Совершилось это знакомство не на лекции, а на экзамене, так как до экзамена я на лекциях Ковалевского не бывал. Он пользовался репутацией блестящего лектора, но на втором курсе мое убеждение в бесполезности посещения лекций вообще было настолько крепким, что я уже не интересовался вопросом, как кто читает. Помнится, как то раз в середине года в большом театре мимо моего кресла в партере прошла видная толстая фигура какого то незнакомого мне человека.

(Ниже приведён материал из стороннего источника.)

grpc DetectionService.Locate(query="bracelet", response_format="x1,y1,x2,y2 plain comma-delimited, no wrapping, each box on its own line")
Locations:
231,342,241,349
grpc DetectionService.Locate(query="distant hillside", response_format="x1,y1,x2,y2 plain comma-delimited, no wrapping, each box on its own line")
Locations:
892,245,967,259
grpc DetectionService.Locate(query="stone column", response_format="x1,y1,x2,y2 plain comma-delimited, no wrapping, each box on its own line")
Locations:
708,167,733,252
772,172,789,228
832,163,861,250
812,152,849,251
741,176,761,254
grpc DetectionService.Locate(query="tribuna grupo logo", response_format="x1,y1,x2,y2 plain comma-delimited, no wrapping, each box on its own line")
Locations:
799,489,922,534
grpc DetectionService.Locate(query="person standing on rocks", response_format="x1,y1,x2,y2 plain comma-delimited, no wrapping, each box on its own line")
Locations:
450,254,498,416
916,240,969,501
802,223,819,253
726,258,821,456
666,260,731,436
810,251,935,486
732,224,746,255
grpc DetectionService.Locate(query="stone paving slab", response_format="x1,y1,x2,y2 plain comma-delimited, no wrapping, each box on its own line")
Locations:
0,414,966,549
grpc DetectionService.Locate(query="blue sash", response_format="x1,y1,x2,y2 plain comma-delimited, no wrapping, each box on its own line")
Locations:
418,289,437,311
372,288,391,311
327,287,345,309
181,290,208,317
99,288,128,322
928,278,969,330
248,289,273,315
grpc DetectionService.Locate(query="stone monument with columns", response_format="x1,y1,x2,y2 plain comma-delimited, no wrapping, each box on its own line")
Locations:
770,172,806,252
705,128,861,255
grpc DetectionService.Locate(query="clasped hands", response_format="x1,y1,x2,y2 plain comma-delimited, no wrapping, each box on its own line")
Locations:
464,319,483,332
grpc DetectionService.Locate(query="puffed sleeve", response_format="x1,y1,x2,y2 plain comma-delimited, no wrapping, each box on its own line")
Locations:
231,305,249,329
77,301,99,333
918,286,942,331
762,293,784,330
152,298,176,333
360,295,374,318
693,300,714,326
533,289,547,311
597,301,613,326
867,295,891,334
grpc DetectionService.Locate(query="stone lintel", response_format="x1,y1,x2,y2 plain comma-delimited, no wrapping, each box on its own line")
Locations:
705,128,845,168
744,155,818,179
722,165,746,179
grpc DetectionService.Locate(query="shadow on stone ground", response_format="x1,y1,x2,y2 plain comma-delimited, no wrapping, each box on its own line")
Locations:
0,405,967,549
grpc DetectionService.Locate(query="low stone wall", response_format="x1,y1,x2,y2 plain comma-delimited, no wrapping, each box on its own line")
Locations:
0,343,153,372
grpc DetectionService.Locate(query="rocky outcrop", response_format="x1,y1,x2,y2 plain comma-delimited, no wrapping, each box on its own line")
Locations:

«Что же ты не кланяешься» -спросил мой сосед студент, «или ты не знаешь Ковалевского: ведь он на твоем курсе читает». Это была первая наша встреча. Вторая последовала на экзамене Государственного Права Европейских держав. Помнится, я очень заинтересовался литографированным курсом Максима Максимыча и приготовился по нем прекрасно, а при этом и сверх курса обнаружил некоторую начитанность. Ковалевский остался очень доволен моим ответом; по-видимому, я произвел на него хорошее впечатление: потом, при встрече с моим братом Петром, слушавшим его четырьмя годами раньше, он много говорил ему о моем «выдающемся» ответе, спрашивал, не желаю ли я заниматься государственным правом, предлагал свои услуги — помочь мне в моих занятиях и выражал желание со мною познакомиться. [87] В то время я уже задумывался о том, чтобы по окончании курса остаться при университете. А знакомство с талантливым и умным М. М. Ковалевским само по себе обещало быть чрезвычайно интересным. Речь шла не о руководстве в философских занятиях, а потому предубеждение против «позитивистов» в данном случай не имело силы. Напротив, как раз в то время, знакомясь с политическими трактатами Платона и Аристотеля, я убедился в необходимости изучать политические идеалы философии в связи с историей государственных учреждений Греции и надеялся получить от Ковалевского указания на литературу предмета. Ковалевский не был знатоком древности, но все-таки дал мне кое-какие указания, а для других отослал меня к профессору греческого языка А. И. Шварцу (впоследствии министру народного просвещения). В связи с этими разговорами возникла моя юношеская работа «О рабстве в древней Греции», за которую Ковалевский впоследствии оставил меня при университете. Но главным приобретением в данном случае были, разумеется, не эти внешние результаты наших отношений, а знакомство с Ковалевским само по себе.